Paul organizes surveys during which volunteers check on known plants and search for new ones. They note where new fences must be constructed and old ones repaired to keep the orchids and their habitat safe from livestock and vehicles. It is hard work, and it is ongoing, for at any moment some new threat may confront the team.

But orchid people will never give up. I had a letter from Paul a few months ago. “Our beautiful crimson spider orchids, with their intricate and complicated lives,” he wrote, “have survived everything nature has thrown at them over the ages. The eighteen plants in our local population have continued to defy the odds and remain static in their numbers.”

Hopefully a way to increase those numbers will soon be found: many orchids can now be propagated in botanical gardens, by horticulturists. All around the world they are doing well in captivity, and already, where the habitat is suitable, some have been reintroduced into the wild. And there are plans to reintroduce many more.

Saved by a Stapler

My Dutch botanist friend Rogier told me a quite marvelous story about a friend of his, Tom Velardi, who is saving orchids in his own, very special way.
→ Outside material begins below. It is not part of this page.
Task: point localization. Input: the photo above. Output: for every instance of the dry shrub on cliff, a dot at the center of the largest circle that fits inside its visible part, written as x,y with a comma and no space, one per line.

When Tom tired of his hectic life in the United States, he set off for Japan with nothing but one suitcase and some books and became an English teacher in the city of Fukuoka. Tom, a nature lover, delights in the native flora of Japan and loves to photograph the plants while hiking in the mountains.

There are a few species of very small epiphytic orchids in the forests there, but they are rarely seen, as they often grow high up in the trees. In the stormy season, however, many branches break off and end up on the forest floor. And that is when Tom sometimes finds tiny orchids growing on them. Knowing that these plants need fresh air and light to grow and are sure to die if he leaves them on a fallen branch, Tom collects the plants and nurtures them at home. Then, when the storms are over, he returns the orchids to the trees, each one to the correct host, since they are very selective and particular.
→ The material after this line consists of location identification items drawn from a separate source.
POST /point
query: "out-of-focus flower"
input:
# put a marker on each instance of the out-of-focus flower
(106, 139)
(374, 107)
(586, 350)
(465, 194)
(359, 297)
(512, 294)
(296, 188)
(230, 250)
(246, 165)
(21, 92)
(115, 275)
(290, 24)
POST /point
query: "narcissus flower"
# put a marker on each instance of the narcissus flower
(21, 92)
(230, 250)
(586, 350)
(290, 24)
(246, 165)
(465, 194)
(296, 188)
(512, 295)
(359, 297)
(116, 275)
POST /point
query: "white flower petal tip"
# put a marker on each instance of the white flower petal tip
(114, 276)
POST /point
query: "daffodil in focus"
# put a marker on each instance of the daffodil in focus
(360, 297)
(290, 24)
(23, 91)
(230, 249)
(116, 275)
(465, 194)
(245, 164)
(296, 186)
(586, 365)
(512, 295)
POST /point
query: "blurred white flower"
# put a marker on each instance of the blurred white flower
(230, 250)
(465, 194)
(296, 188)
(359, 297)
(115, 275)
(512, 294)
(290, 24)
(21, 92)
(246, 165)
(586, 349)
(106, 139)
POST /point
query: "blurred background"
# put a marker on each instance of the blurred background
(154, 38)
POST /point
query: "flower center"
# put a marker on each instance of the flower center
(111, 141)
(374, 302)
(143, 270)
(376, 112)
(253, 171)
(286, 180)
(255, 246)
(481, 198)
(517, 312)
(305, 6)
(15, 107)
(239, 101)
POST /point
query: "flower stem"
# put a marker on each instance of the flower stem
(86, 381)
How does Tom accomplish this?

“I simply use a stapler, and staple them to the trees! They are very small staples and don’t penetrate beyond the bark of the tree, but it seems to hold the plant well until it can grow new roots. And the staple rusts away in time. Not a very elegant solution, but it seems to work fine. And they seem to enjoy their new home.”

Tom is just one of the people who love orchids. Neither collector nor scientist, he is just one of the growing number of people who respect the natural world and are prepared to do their bit to help when there is a problem. And, as we all know, there are very many problems today.
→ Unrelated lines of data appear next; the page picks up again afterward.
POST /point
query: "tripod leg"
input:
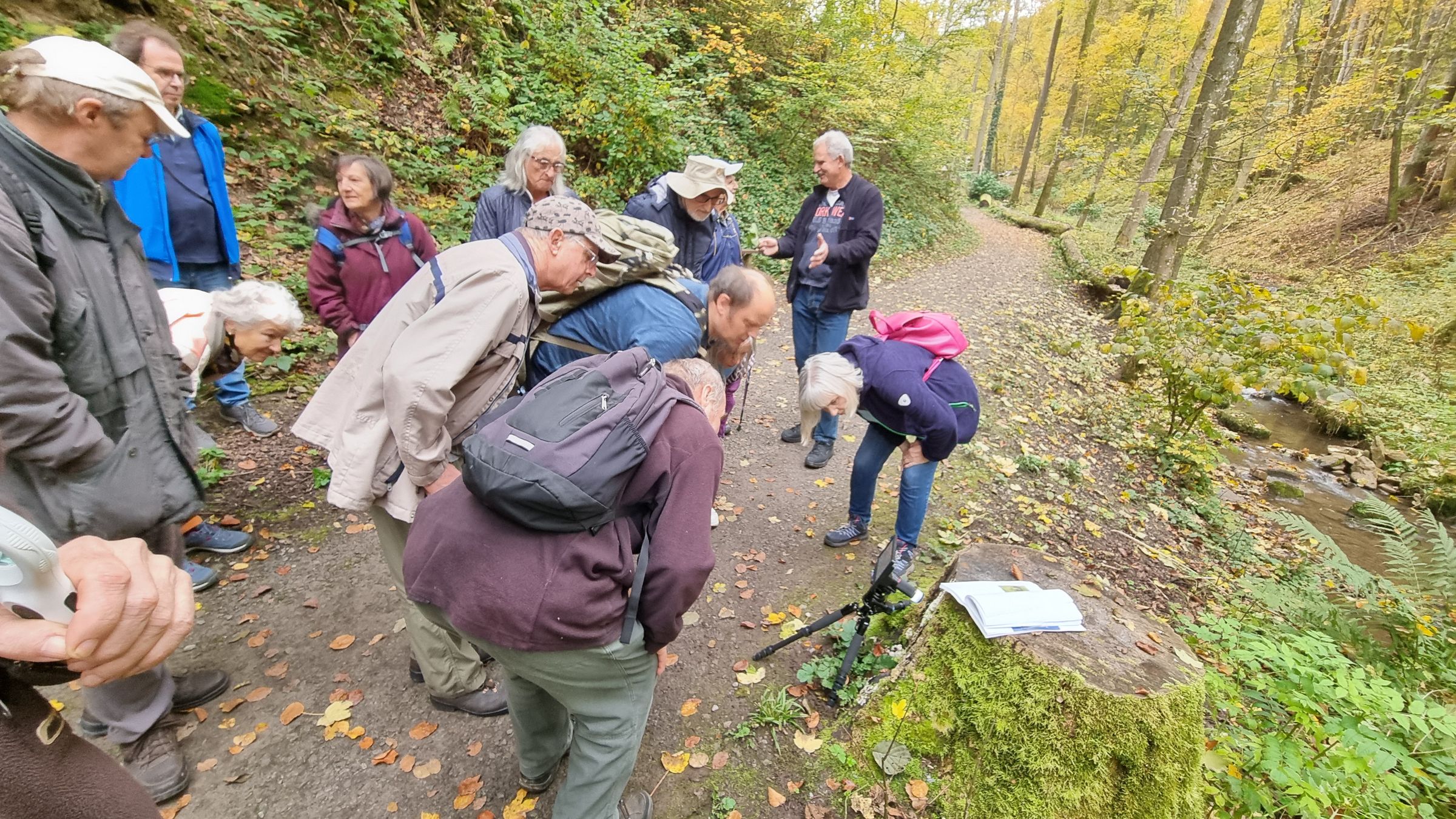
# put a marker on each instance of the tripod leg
(852, 653)
(819, 624)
It wasn’t until I began to gather material for this chapter that I realized the full extent of the influence that orchids have exerted through history. Down through the ages discoveries of the most beautiful species have roused passions that have led to cheating, crime, and the most flagrant disregard of national and international law. It is the stuff of great drama and intrigue—and indeed many writers have explored the orchid sagas.

But this terrible history of greed and exploitation is only part of the story. A new breed of orchid lovers is now coming to the fore—those who are equally passionate, but for a different reason. They are prepared to fight to protect beautiful endangered orchids in their natural habitat and to persevere in efforts to restore others to their rightful homes in the wild.